Des flammes noires jaillirent à nouveau comme en réponse à ma colère, puis je mis toute ma force dans ma poigne. Je plantai la Grande Épée Tachetée Noir-Rouge (Zweihander) dans le sol, puis saisis la Grande Épée Flamboyante aux Flammes Noires (Flamberge) à deux mains.
En fixant mon ennemi juré, je m'élançai du sol.
« Bien. Je jouerai avec toi jusqu'à ce que tu ne puisses plus bouger », dit le héros.
Je te ferai regretter de m'avoir provoqué si effrontément !
En brisant le mur d'air, je me mouvis à une vitesse extrême et déchaînai le plus grand tranchant que j'aie jamais fait.
Je visai son cou, et à une vitesse à peine perceptible, mon épée heurta sa longue épée revêtue de lumière.
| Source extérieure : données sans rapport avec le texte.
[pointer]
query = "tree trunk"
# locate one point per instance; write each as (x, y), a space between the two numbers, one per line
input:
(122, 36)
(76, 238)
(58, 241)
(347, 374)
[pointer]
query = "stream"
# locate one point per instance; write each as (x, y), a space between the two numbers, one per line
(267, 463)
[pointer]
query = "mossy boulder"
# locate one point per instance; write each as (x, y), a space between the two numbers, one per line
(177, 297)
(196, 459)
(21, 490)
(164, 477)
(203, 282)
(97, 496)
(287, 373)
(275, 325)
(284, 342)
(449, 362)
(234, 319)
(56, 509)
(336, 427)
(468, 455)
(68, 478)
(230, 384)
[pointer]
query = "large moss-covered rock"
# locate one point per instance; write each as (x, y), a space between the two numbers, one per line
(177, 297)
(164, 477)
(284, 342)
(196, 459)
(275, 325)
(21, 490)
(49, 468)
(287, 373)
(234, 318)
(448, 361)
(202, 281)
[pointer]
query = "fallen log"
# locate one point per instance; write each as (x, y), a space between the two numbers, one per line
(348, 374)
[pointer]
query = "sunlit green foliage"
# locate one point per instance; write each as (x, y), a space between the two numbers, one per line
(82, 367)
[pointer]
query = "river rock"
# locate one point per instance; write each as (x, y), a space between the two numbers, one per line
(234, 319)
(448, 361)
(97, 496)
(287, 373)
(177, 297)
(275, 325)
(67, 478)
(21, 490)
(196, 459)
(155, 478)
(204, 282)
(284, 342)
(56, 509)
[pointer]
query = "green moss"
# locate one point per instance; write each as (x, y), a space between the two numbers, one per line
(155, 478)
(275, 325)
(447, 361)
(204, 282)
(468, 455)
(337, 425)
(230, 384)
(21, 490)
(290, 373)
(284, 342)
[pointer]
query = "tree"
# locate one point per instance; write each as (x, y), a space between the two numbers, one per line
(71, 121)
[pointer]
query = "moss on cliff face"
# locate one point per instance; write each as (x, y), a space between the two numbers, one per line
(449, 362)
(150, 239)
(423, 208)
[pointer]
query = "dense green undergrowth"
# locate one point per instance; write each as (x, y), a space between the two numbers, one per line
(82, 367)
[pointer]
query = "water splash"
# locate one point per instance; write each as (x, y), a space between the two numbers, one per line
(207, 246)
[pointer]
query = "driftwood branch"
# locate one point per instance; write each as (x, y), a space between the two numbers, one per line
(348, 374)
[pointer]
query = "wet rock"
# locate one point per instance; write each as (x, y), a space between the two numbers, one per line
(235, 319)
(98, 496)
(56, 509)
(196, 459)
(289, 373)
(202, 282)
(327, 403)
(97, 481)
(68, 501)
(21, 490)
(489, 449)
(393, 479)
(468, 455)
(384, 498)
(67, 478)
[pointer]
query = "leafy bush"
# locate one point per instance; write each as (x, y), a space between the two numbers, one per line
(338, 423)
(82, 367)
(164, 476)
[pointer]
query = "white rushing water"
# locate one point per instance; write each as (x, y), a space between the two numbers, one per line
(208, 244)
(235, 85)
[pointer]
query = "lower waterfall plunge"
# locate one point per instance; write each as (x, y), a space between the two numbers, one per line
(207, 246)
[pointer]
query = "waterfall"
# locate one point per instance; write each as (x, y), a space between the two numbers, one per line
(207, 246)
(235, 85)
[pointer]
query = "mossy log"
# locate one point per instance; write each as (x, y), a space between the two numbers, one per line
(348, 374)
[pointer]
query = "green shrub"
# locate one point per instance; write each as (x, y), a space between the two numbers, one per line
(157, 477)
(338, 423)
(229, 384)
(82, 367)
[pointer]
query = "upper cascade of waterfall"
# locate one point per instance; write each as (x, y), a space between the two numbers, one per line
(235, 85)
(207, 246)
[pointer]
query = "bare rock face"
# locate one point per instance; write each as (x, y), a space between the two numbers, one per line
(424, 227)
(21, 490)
Il broncha légèrement.
── Je peux le faire, je peux le pousser.
L'instant où je pensai cela, comme si un vent violent avait passé, mes flammes noires furent soudain soufflées.
« ──!? »
Je n'avais pas le loisir de dire quoi que ce soit.
En fait, je n'eus même pas le temps de vérifier la pointe écrasée de ma grande épée avant que la longue épée de l'ennemi ne trace un trait d'argent diagonal.
Des flammes noires jaillirent de mon corps.
── Merde !
Je tendis la main vers l'Épée Gardienne des Géants (Titan Dagger) dans mon dos, mais avant que je ne puisse—
« Sept Tranches, Un Coup. »
— Sept traits jaillirent de ce trait d'argent à une vitesse trop rapide pour être vue, et avec une grande puissance, ils envoyèrent mes membres voler. Ma jambe droite, mes côtes, mes épaules, mes bras, tout fut tranché, mais je vécus encore grâce aux flammes noires qui jaillissaient. Cependant, une douleur terrible m'assaillit.
« Comment ça va ? Ça fait mal, hein ? Tu voulais mourir ? »
Sans ma jambe droite, je ne pouvais même pas me tenir debout.
« Toujours en vie ? »
Je dévisageai son sourire tordu et serrai les molaires pour ne pas crier.
« C'est bien que tu sois si vif. Maintenant, danse ! »
À la descente de l'épée du héros, la terre s'ouvrit.
Je tendis la main vers ma grande épée derrière moi avec ma main gauche restante, mais bouger ne serait-ce qu'un doigt avait l'air de rouvrir mes blessures. L'instant où je tirai ma grande épée, la terre fut frappée, et le sol se fendit à nouveau.
Des mottes de terre et de petites pierres s'enfoncèrent dans ma chair.
L'ennemi était loin de la portée de ma grande épée. Puisqu'il pouvait attaquer à distance, pas moi, m'éloigner de lui ne servait qu'à l'avantager.
Alors que j'étais envoyé voler encore et encore, la distance entre nous ne faisait que grandir. Comment suis-je censé l'approcher ?
Mais le héros ne semblait pas se soucier de mes soucis et s'approcha tranquillement de lui-même.
« On dirait que tu ne vas pas casser tout de suite. Ouais, il faut au moins se battre un peu. »
Utilisant l'Épée Gardienne des Géants comme canne, je me relevai. Grâce aux flammes noires, la plupart de mes blessures s'étaient déjà refermées.
« Hmm ? »
Le héros sembla remarquer quelque chose et se détourna de moi. Le son de cris me parvint de derrière.
'Pourquoi te fourres-tu sur ma route, Pale !?'
« Ah, c'est vrai. Je dois mobiliser l'armée. »
Le héros brandit calmement sa longue épée sur son épaule et claqua des doigts de sa main libre.
« Attaque. »
Le héros ne le dit pas particulièrement à haute voix, mais quoi qu'il en soit, l'armée humaine sans émotion commença à bouger.